The mayor of Minamikyushu, Kampei Shimoide, along with the others who are associated with the said project stated that they are hoping to register the collection of documents to the UNESCO Memory of the World. In this way, they added, the horrors and suffering related to the Second World War- particularly the suicidal kamikaze attacks – will not go unremembered by the world’s future generations.
The tea-farming town of Chiran in the Japanese city of Minamikyushu was the site of a base of the Imperial Japanese Army which became the launching location of hundreds of kamikaze attacks during the Battle of Okinawa which occurred in the last months of the Second World War.
As a matter of fact, the town houses the Chiran Peace Museum, an institution built as a memorial to these kamikaze pilots. The collection of documents are kept in this museum.

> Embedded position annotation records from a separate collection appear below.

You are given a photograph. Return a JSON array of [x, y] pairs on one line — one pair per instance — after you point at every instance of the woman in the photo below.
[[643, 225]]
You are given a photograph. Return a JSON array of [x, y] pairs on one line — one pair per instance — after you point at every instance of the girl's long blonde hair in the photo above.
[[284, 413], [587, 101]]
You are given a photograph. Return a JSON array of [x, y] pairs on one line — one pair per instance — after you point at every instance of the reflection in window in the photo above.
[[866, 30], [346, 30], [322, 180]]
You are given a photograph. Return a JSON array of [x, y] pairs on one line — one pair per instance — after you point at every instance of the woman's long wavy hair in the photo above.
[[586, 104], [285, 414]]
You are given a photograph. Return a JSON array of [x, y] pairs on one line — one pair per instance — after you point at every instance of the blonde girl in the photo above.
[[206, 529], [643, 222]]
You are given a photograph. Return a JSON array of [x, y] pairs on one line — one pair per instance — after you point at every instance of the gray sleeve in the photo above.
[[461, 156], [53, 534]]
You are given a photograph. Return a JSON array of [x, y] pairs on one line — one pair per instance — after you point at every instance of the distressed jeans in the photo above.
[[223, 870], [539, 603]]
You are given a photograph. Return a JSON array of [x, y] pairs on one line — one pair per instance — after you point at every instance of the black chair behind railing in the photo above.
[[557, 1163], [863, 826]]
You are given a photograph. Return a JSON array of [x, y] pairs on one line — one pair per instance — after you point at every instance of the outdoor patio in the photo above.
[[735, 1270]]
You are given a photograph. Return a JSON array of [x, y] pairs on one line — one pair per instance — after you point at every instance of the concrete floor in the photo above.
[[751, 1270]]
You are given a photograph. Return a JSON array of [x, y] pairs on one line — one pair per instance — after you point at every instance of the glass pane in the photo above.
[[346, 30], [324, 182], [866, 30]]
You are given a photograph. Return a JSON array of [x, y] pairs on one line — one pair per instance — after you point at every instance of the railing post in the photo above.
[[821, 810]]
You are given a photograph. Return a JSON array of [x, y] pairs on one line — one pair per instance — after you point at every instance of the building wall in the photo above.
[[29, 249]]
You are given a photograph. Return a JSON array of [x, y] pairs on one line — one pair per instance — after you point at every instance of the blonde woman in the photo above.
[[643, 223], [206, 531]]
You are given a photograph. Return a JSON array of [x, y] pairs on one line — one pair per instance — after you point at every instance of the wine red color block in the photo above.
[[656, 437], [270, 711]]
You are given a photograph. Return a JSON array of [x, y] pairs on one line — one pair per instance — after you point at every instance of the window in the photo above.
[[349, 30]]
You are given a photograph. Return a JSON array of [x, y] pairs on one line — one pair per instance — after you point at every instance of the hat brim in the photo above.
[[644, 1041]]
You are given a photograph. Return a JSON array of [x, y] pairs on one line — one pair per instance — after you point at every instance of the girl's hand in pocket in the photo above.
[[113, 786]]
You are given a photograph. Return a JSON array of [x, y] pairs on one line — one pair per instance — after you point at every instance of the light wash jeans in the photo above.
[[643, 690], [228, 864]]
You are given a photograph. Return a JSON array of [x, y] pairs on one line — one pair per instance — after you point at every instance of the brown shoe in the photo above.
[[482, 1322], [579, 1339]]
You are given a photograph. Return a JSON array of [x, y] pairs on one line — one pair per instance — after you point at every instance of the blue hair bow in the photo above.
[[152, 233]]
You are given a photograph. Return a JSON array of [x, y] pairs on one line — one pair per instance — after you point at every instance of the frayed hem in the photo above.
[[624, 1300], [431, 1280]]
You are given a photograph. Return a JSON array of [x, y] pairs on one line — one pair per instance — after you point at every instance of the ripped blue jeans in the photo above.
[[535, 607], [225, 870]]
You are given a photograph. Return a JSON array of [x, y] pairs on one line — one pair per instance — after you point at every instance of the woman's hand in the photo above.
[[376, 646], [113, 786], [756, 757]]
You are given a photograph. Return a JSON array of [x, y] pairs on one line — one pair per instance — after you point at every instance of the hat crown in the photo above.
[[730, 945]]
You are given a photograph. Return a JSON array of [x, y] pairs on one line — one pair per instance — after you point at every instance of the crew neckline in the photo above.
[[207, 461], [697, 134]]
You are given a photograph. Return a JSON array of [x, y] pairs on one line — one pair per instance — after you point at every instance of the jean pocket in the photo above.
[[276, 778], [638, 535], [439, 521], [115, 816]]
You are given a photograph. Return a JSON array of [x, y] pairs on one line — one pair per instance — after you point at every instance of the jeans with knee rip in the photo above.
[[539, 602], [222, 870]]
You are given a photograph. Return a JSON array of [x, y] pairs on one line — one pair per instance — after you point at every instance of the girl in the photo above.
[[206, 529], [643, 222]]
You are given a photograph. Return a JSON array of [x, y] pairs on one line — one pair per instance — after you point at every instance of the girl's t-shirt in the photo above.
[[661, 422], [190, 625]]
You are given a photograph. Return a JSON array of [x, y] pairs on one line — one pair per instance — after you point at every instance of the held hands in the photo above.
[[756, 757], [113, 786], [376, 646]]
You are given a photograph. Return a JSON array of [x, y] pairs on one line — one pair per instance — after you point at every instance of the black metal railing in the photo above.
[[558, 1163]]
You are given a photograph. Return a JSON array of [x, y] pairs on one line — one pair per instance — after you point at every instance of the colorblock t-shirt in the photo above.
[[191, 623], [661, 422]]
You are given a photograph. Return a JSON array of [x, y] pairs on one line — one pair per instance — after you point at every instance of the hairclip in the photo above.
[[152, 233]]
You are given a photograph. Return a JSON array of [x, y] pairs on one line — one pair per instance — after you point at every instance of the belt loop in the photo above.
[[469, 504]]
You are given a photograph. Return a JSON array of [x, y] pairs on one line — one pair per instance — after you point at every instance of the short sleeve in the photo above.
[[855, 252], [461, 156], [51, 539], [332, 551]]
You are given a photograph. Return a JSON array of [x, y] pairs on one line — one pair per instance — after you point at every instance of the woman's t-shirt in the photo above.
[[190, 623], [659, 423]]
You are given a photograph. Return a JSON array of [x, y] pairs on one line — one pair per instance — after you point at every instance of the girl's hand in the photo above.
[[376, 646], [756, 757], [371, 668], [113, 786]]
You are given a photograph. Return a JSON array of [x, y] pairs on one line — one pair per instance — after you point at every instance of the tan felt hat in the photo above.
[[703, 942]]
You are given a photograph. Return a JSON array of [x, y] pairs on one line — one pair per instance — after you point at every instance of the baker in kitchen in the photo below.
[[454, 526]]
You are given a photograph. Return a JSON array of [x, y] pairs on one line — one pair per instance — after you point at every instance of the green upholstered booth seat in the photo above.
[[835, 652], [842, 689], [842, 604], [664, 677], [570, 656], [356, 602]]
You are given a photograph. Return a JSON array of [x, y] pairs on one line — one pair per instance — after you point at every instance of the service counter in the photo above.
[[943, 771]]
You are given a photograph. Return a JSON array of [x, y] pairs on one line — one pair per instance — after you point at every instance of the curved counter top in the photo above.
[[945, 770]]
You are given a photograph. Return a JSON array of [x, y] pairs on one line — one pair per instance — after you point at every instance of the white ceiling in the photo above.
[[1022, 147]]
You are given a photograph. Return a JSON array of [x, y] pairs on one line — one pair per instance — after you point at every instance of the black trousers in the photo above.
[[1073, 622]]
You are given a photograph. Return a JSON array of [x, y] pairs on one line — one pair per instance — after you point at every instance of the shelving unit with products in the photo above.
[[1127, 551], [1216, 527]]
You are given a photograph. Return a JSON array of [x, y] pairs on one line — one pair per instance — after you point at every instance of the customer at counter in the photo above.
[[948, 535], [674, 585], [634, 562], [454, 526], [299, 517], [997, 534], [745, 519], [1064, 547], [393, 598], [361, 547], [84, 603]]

“The documents serve as a reminder of the extremes people are driven to in such desperate conditions. We believe they are an invaluable record of the horror of war,” said Mutsuo Kuwashiro, the curator of the museum who also serves as an adviser to the city government as well.
It has been seventy years since Japan’s defeat during World War Two but the country’s wartime legacy still stirs sensitivities from its neighboring countries particularly China and South Korea. Many in Japan are afraid that memories of the suffering the country caused during the war could go lost along with the passing of its older generation. Additionally, there are those inside and outside Japan who worry about the possibility that the country’s monuments and artifacts related to the Second World War would be used to glorify it.
Among the collection the Chiran Peace Museum wants included in UNESCO’s Memory of the World registry are the “hachimaki” headbands written by family and friends of the kamikaze pilots as well as the farewell messages and tragic letters written by the pilots themselves who embarked in the suicidal missions expecting to die, their fighter planes carrying only enough fuel to reach their targets.
“Take courage, forget the past, and find new ways to be happy in the future,” said one such heartbreaking letter penned by one kamikaze mission pilot by the name of Toshio Anazawa to his fiance, Chieko. Anazawa was only 23 years old when he died.
However, to formally apply for the UNESCO Memory of the World, the city of Minamikyushu must first gain the approval of the education ministry of Japan, something that has no surety of succeeding or not.
Nevertheless, M.G. Sheftall, a history professor at the Shizuoka University in Japan, made it clear that the group has promised to drop the plan if Japanese authorities try to distort the original purpose for the appeal.